13.01.2023 14:10:35
SIBIRIEN
Von Ulrich Heyden
ordanschläge auf russische Antifaschisten und Umweltschützer gab es bisher nur in großen Städten wie St. Petersburg und Moskau. Jetzt wurden 25 sibirische Umweltaktivisten überfallen, die in einem Zeltlager vor der Atomfabrik Angarsk campierten.
Es geschah im Morgengrauen. Die meisten schliefen noch, als 15 maskierte Jugendliche in Tarnuniformen mit Baseballschlägern, Eisenstangen und Druckluftgewehren über das Zeltlager herfielen. Der 26jährige Ilja Borodajenko aus der Stadt Nachodka hatte gerade Nachtwache. Das Mitglied der Gruppe „Autonome Aktion“ starb nach dem Überfall an einer Verletzung der Wirbelsäule. Sieben Umweltaktivisten liegen im Krankenhaus. Einem Jugendlichen mit einem Milzriss geben die Ärzte nur geringe Überlebenschancen.
Der staatliche russische Fernsehkanal RTR berichtete ausführlich über den Überfall. Der Sender verbreitete die Version der Polizei. Danach wollten „Hooligans“ das Zeltlager ausrauben. Einen politischen Hintergrund habe die Aktion nicht. Die Polizei nahm elf Verdächtige fest. Bei einem fand man einen Rucksack und ein Handy der Umweltschützer.

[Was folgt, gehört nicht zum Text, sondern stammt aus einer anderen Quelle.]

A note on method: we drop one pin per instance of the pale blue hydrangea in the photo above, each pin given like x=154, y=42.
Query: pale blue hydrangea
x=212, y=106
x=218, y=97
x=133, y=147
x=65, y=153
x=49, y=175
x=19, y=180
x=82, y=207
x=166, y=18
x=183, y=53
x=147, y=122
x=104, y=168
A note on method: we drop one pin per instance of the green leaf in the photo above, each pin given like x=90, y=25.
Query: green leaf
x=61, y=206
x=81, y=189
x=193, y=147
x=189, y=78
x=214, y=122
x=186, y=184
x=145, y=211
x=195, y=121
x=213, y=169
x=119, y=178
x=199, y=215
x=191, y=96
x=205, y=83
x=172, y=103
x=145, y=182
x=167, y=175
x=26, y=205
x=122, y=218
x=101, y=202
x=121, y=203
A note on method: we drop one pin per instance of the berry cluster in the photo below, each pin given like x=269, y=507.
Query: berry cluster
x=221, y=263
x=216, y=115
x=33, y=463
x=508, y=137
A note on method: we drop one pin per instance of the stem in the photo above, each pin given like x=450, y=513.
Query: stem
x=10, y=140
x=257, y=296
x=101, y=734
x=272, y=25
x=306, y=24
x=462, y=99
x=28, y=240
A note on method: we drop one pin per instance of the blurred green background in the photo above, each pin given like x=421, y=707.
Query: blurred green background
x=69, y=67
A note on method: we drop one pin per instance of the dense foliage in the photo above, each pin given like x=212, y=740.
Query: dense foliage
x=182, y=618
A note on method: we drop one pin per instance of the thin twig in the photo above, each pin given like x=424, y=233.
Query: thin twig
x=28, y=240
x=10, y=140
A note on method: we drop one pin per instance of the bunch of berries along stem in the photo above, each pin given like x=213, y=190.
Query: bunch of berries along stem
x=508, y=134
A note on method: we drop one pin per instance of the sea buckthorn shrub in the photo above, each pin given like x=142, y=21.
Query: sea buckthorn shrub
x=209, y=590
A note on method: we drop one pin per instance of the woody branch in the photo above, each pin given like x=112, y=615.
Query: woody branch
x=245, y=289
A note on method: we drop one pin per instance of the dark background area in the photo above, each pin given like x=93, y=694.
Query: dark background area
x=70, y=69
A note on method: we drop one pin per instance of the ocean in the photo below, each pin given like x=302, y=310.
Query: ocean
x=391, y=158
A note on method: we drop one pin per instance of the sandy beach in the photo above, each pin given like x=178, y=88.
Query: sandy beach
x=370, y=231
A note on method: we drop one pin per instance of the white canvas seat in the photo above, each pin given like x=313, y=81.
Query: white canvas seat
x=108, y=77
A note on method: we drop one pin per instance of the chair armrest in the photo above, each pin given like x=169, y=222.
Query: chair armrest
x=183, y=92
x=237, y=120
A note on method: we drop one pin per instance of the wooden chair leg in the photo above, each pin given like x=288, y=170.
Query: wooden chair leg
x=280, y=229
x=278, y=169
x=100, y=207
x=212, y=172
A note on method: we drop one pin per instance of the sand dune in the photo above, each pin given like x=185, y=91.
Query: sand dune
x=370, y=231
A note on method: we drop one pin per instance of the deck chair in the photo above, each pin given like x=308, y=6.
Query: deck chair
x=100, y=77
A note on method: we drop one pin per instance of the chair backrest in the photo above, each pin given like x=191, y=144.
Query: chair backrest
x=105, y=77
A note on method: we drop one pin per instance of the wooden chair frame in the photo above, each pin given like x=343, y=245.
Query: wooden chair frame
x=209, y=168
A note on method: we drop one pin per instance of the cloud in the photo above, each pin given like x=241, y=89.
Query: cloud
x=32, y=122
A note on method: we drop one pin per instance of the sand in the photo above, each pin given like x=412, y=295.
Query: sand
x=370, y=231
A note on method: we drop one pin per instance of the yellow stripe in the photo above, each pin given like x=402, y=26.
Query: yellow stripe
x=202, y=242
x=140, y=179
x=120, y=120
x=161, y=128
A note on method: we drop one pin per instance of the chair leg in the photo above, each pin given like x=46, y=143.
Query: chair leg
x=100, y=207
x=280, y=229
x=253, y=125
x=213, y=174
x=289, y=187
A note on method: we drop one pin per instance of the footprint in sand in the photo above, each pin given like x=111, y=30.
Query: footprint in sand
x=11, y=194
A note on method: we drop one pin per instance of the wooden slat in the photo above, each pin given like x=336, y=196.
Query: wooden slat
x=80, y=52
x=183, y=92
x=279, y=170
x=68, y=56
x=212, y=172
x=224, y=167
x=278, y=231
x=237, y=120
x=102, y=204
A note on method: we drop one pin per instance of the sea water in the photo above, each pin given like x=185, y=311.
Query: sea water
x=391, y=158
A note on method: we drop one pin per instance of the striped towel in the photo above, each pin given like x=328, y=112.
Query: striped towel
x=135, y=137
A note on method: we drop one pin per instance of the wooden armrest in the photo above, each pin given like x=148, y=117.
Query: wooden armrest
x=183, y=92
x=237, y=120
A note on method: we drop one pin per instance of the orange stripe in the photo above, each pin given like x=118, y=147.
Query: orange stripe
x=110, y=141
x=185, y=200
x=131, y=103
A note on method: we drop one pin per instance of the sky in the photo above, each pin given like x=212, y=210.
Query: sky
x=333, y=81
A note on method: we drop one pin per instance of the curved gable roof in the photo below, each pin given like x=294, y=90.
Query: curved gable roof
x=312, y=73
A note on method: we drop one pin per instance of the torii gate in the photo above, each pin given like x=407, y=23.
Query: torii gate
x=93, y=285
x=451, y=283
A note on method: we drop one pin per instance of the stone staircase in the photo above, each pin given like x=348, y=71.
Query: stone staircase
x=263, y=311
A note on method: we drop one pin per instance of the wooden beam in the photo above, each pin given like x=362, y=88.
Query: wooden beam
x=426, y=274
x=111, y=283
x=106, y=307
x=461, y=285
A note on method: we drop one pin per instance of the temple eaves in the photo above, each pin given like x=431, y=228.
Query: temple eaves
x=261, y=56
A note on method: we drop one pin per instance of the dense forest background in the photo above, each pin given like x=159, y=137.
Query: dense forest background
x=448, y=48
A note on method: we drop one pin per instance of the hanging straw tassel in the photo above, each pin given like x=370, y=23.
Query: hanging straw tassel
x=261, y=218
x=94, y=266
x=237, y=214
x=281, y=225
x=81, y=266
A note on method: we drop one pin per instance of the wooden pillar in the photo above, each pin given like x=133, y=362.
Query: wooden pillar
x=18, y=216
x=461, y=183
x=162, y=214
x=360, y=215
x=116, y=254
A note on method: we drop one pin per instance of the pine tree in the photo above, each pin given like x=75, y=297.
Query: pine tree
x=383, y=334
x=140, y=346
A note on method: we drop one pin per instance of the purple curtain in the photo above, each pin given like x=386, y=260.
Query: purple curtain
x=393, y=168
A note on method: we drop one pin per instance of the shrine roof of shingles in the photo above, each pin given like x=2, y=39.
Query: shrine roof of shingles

Die überfallenen Jugendlichen berichteten, die Angreifer hätten Nazi-Parolen gerufen, wie „Antifa – Abschaum“. Nach den Parolen und der Kleidung zu urteilen, habe es sich bei den Angreifern um Skinheads gehandelt. Die Polizei traf erst eine halbe Stunde nach dem Überfall im Zeltlager ein.
Die russische Atombehörde Rosatom drückte den Angehörigen der Jugendlichen ihr „tiefes Beileid“ aus. Man sei an der Zusammenarbeit mit nichtstaatlichen Organisationen interessiert, erklärte Rosatom-Sprecher Sergej Nowikow. Nur so könne „die Kontrolle durch die Gesellschaft“ gewährleistet werden.
In einer Erklärung der russischen Umweltschutzorganisation „Ecodefense“ wird gefragt, wie die geplante Urananreicherungsanlage geschützt werden soll, „wenn die Sicherheit der Menschen von der Polizei nicht garantiert werden kann.“
Nach einem Vorschlag von Wladimir Putin soll das 1954 eröffnete Chemiekombinat von Angarsk, welches den Rohstoff für AKW-Brennstäbe herstellt, für 2,5 Milliarden Dollar zu einer internationalen Urananreichungsanlage ausgebaut werden. Umweltschützer befürchten eine Verseuchung der Region. Angarsk liegt nur 90 km vom Baikalsee entfernt.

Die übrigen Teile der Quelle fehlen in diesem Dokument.